Jokes aside, to make the weekends of part-time work worth it, I take the lectures extremely seriously. Engaging with the practical skills necessary to being an ethical journalist with a rigid sense of social responsibility is essential and at the core of our learning.
Just like the time we spent an hour learning how to use Facebook’s search bar to track down sources for our stories. As if a bunch of 20 year-olds in 2018 don’t know how to stalk people on social media.
Hump-day: fatigue, friends having yet another meltdown about deadlines, bus doesn’t turn up. Nothing new here.
By Thursday assignments are mounting up.
For a student-journalist in their final year at University, AUT doesn’t disappoint, boasting a purpose-built newsroom, radio booths and television studio. Feedback from our tutors place us in a prime position to use these facilities to report on an array of fascinating events.
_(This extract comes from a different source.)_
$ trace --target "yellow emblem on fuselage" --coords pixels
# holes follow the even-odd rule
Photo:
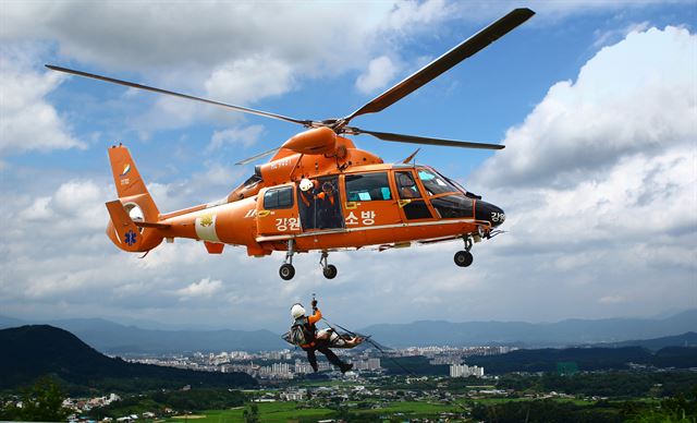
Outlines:
[[[213,225],[213,215],[204,215],[200,217],[200,226],[209,227]]]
My core project this year has been to create a portfolio of news stories. While I initially tried to begin each story earlier than needed, I quickly came to find it is never early enough, especially to contact sources. There are many typical responses from sources that journalists talk about, but some really can’t be understood until you’ve walked a mile in their shoes.
So-called communication strategists love to reply to emails and phone calls saying they will get back to you. Of course, they never do. The public relations version of leaving someone on ‘seen’ may seem like an effective strategy, but after years of classes with repetitive ice-breaker activities that force you into conversations with complete strangers, believe me, we really want to pass our papers. We will keep ringing back.
Some sources also won’t answer questions because apparently I had some obligation to send them a list earlier. During a long interview it gets to the point where even asking the spelling of their name is robotically responded to with “No, I wasn’t provided with that question beforehand”. And you end up spelling Johynn Smythe as John Smith.
TGIF – not really.
With the merry thought of having a week until my assignment is due, I jump online and see a notification from my class Facebook group. Never a good sign.
Confusion. Mayhem. Chaos. Imagine a cafe, filled with millennials, that has just run out of avocados. Pandemonium has erupted.
Apparently, the essay was due today. I search through the assignment brief. It’s wrong says one student. Another says they were told by the tutor weeks ago. No one else was. Typical.
Simply, Fridays: Put on a brave face, grab a glass of wine (or a bottle), and get ready to welcome in the new working week(end).